Whopper of the Week: “Kickback” is Far From Accurate

This week’s whopper appears in a San Jose Inside column by Josh Koehn which discusses the recommendation by county staff that Measure A funds be allocated to the Healthier Kids Foundation,  headed by Kathleen King. Noting that King played a significant role in the campaign to pass Measure A, Koehn asks – coincidence or kickback?

A kickback? Webster defines a kickback as “a secret payment to a person who is in a position to influence a source of income.” But King’s role in the Measure A campaign was totally public. Also completely public was the fact that her foundation applied for Measure A funds, the content of her proposal, the identity of competing proposals, and the staff recommendations that ranked the applications. And who had the capacity to make this allegedly secret but completely in the public deal?

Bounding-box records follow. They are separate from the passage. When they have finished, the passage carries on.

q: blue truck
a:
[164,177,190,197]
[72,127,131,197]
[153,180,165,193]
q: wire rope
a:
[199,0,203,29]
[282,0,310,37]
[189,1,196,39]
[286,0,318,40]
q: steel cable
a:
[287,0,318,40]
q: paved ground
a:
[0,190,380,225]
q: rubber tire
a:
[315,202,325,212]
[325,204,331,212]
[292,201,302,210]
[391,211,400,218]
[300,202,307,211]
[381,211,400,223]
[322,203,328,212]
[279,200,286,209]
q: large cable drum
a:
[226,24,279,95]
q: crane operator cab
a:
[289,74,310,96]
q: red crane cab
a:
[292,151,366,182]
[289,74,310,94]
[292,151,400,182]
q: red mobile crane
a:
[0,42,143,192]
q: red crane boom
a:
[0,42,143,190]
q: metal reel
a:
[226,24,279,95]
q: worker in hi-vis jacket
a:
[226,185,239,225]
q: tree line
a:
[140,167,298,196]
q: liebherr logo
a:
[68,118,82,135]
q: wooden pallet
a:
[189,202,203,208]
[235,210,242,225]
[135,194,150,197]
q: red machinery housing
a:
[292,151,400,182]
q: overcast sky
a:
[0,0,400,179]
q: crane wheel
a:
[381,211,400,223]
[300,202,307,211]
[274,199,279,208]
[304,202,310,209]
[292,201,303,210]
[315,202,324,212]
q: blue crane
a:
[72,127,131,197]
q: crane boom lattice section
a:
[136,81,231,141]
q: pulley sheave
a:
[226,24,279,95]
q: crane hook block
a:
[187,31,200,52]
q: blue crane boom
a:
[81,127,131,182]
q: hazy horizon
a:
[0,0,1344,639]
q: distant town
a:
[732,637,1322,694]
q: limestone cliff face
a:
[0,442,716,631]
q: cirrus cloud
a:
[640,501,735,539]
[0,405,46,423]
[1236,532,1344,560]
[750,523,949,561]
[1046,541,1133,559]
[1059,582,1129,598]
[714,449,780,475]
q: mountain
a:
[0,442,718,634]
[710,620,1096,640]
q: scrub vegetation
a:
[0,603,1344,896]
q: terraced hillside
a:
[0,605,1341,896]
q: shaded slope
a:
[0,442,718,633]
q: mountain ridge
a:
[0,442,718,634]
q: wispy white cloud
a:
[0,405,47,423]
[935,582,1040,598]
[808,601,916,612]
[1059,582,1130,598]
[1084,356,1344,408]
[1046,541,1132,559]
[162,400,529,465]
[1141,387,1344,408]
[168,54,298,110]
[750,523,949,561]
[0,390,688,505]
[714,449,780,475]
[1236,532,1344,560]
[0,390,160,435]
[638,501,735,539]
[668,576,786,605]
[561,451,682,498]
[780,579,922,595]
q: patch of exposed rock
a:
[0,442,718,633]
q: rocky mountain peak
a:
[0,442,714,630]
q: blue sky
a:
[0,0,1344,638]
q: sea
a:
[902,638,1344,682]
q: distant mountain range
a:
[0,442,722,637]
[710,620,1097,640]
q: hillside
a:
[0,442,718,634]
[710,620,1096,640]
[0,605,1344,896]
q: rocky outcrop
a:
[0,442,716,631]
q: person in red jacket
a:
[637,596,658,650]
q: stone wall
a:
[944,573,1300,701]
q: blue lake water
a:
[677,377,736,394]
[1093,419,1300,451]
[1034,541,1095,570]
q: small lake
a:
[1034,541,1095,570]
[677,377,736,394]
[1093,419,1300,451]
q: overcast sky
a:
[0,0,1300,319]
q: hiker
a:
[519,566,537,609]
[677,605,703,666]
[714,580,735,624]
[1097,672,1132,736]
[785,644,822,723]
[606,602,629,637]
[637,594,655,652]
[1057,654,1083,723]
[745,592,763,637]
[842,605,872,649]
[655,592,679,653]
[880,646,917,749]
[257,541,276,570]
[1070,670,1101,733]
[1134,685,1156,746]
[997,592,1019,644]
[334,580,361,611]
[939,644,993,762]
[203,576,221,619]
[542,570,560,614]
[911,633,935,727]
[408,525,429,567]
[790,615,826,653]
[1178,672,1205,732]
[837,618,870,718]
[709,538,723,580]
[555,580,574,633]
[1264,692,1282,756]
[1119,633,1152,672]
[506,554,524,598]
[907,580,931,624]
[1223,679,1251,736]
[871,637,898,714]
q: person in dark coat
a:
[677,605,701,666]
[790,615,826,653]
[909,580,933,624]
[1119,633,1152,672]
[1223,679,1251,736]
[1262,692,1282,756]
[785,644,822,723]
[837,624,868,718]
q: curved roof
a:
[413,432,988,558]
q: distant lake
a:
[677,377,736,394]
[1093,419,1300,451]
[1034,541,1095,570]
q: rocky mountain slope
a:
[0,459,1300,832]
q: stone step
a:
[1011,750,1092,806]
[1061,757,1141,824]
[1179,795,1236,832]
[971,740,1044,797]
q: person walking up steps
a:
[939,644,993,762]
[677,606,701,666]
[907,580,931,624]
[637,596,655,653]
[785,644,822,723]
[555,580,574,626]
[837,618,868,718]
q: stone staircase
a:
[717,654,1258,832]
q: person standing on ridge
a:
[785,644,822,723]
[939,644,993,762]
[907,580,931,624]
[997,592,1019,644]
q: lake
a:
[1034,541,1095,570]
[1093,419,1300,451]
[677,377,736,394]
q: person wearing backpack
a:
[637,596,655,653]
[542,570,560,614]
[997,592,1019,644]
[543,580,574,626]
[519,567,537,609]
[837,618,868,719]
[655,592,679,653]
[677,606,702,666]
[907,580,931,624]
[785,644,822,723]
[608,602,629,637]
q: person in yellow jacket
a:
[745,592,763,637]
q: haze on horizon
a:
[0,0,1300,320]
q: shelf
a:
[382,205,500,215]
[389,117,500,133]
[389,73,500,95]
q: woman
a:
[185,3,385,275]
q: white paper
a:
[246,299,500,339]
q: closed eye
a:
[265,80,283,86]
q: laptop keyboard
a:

Between King’s support of Measure A and the county staff recommendation the voters had to approve Measure A, the state legislature had to leave the county with enough revenue to spend the Measure A funds on new programs, the initial Measure A allocations had to leave enough money unspent to warrant a request for proposals, and dozens of other groups had to generate competing ideas for funding. To allege that all of this was orchestrated in some gargantuan scheme qualifies as a whopper par excellence.

I might add that most of the non-profits in the County strongly supported Measure A precisely because it might generate more resources for the health and human services programs to which they are dedicated. Many urged voter approval for this very reason. Obviously, once the measure was adopted, these organizations sought funds for their priority programs.   For people to support higher taxes for the services they care about is not unethical; it is sanity.

Koehn’s column is also inaccurate in its understanding of the challenges to the Healthy Kids program, but not at the level of a whopper. The program was “wildly successful” as Koehn states, but not as he implies because of the security of its funding. Its success was in the improvements in the lives of Santa Clara County children. But its fiscal stability was jeopardized because of the loss of millions of dollars from statewide foundations that moved on to other priorities and the City of San Jose’s decision to leave Healthy Kids out of the base budget, requiring an uncertain budget augmentation every year.

What eventually solved the problem of fiscal security for this “wildly successful” program was the dedicated and determined efforts of leaders from the Santa Clara Family Health Plan, the South Bay Labor Council, the Healthier Kids Foundation, the VMC Foundation, PACT,  Working Partnerships USA, and others. They struggled for years as a team with the overriding goal of assuring first rate health care for every child in our county. And they prevailed, a fact about which they justifiably take great pride.

Their arduous effort and the satisfaction their success engendered in those who fought the good fight may possibly be something that METRO has difficulty understanding. After all, there are words to describe the self-image of organizations involved with websites in which young women in various stages of undress offer to sell “services” to the public. But I don’t think pride is one of them.

Bob Brownstein is Director of Policy and Research for Working Partnerships USA.